La stratégie européenne d’adaptation au changement climatique a permis, en cinq ans, de réaliser des progrès ; son efficacité sur le terrain mérite d’être accrue, car ses objectifs n'ont pas été totalement atteints, mais elle garde toute sa pertinence, selon le rapport sur la mise en œuvre de cette stratégie, publié lundi 12 novembre par la Commission européenne, avec un an de retard.
Cette stratégie, adoptée en 2013, vise à promouvoir l’action des États membres, à garantir une action résiliente au changement climatique à l’échelle de l’UE et un processus décisionnel mieux informé (EUROPE 11935, 10870). Aux termes de cette stratégie, la Commission était tenue de faire rapport au Parlement et au Conseil en 2017 et, si nécessaire, de proposer une révision.
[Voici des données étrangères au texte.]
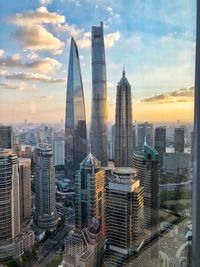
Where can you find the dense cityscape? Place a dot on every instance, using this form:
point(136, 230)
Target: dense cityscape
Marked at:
point(96, 193)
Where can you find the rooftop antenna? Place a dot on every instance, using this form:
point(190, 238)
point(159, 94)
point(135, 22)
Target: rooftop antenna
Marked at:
point(123, 71)
point(145, 140)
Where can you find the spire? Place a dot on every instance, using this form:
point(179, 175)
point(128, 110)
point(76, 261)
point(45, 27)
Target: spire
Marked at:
point(123, 73)
point(145, 140)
Pour l'heure, il n'en est pas question, alors qu'en avril 2017 les ministres européens de l’Environnement avaient posé les jalons de stratégies d’adaptation ajustées à l’Accord de Paris sur le climat (EUROPE 11774).
La Commission estime que, pour l'avenir, la stratégie de l'UE pourrait être plus efficace en matière de : - réduction des risques de catastrophe ; - d'intégration de l'adaptation dans la politique maritime et de la pêche de l'UE et les régions côtières en général ; - d'élaboration et d'utilisation d'outils pour les investisseurs et les assureurs afin d'intégrer davantage le changement climatique dans leur gestion des risques ; - d'utilisation de l'investissement privé ; - d'adaptation fondée sur les écosystèmes (comme les pratiques agricoles de conservation, l'infrastructure verte, la protection de la nature).
Selon le rapport d'évaluation, la stratégie est globalement en cohérence avec les autres politiques et mesures d’adaptation aux niveaux local, régional, national et de l’UE, mais il conviendrait de renforcer la cohérence avec les politiques et initiatives internationales. « Pour l’avenir, il faudrait recadrer la stratégie pour mieux l’aligner sur l’évolution du cadre d’action international et pour mieux évaluer les conséquences pour l’UE des répercussions transfrontières des effets climatiques touchant les pays tiers, notamment par l’intermédiaire des flux migratoires, commerciaux et financiers », indique la Commission.
Parmi les avancées jusqu'ici, la Commission note que le nombre d’États membres ayant mis en place une stratégie nationale d'adaptation est passé de 15 à 25. L’adoption de stratégies d’adaptation a été accélérée par les Fonds structurels et d’investissement européens (ESI), précise l'institution.
Elle souligne que, depuis 2014, le programme LIFE a financé, à hauteur de 184 millions €, 60 projets liés à l’adaptation qui, une fois achevés, devraient avoir une incidence sur un quart environ du territoire de l’UE. LIFE contribue aussi à mettre en œuvre des stratégies d’adaptation nationales et régionales en Grèce et à Chypre.
Autre avancée : l'introduction de l'adaptation dans la Convention des maires. En avril 2018, 1 076 signataires de la Convention des maires issus de 25 États membres se sont engagés à mener des évaluations de la vulnérabilité et des risques, ainsi qu’à élaborer des plans d’adaptation et à en rentre compte.